NEW YORK–The Bank of New York Mellon reported it is now “employing” dozens of artificial intelligence-powered “digital employees” that have their own company logins and that work alongside its human staff.
Similar to human employees, these digital workers have direct managers they report to and work autonomously in areas like coding and payment instruction validation, Chief Information Officer Leigh-Ann Russell, told the Wall Street Journal.

In the near future they will also have access to their own email accounts and may even be able to communicate with colleagues in other ways like through Microsoft Teams, according to a bank spokesperson, who said within six months the bank expects the AI tech to be “very, very prevalent.”
The Wall Street Journal noted that what the bank is calling “digital workers” is called “AI agents” by other institutions.

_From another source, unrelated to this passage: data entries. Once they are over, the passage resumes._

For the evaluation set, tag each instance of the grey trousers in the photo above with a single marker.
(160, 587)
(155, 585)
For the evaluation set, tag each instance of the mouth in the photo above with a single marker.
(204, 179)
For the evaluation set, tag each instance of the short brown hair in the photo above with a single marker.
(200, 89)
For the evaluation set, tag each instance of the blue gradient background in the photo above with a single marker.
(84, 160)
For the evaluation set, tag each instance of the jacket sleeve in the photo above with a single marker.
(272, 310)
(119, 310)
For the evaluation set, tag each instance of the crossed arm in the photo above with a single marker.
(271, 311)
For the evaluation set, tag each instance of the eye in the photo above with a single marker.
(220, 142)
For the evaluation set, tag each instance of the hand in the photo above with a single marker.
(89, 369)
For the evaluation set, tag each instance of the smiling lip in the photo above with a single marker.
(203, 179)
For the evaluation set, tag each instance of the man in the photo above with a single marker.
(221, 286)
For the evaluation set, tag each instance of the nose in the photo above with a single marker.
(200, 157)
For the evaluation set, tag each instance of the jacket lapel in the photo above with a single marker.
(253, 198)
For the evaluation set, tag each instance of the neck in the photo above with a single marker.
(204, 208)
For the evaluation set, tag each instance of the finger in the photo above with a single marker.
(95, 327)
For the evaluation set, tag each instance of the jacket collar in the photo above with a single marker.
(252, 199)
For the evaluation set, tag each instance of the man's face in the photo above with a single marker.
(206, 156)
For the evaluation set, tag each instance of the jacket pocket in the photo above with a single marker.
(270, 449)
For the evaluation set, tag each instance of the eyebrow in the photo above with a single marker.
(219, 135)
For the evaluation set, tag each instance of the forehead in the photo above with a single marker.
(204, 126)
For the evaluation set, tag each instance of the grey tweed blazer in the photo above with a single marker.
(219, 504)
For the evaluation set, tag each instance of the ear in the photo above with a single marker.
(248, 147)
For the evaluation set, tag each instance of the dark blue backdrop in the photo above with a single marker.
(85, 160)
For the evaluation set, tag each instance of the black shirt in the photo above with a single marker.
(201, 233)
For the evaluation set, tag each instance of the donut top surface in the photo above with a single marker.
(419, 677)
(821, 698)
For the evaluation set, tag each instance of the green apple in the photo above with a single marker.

Increasingly Replicating Humans
“Others aren’t necessarily taking the same approach of granting their AI full logins, but many say that they are shaping AI into applications that increasingly replicate the capabilities and workflows of human employees, taking on more and more tasks in areas like the software development life cycle and research,” according to the Journal.
According to the report, BNY said it took three months for its AI Hub to spin up two digital employee personas: one designed to clean up vulnerabilities in code and one designed to validate payment instructions.
“Each persona can exist in a few dozen instances, and each instance is assigned to work narrowly within a particular team,” a spokesperson said, adding that that way no digital employee has broad access to information across the company.
“Because they have their own logins, and can directly access the same apps as human employees, they can work autonomously,” the spokesperson explained to the Journal. “For example, a digital engineer can log into company systems and see there’s a vulnerability that needs to be patched, write the new code to patch it, and then pass it on to a human manager for approval in the system.”
Can Contact Managers
BNY said it’s aiming to grant its digital workforce access to more enterprise communication systems, such as email and Microsoft Teams, allowing them to proactively contact their human managers for issues they can’t solve, the report added.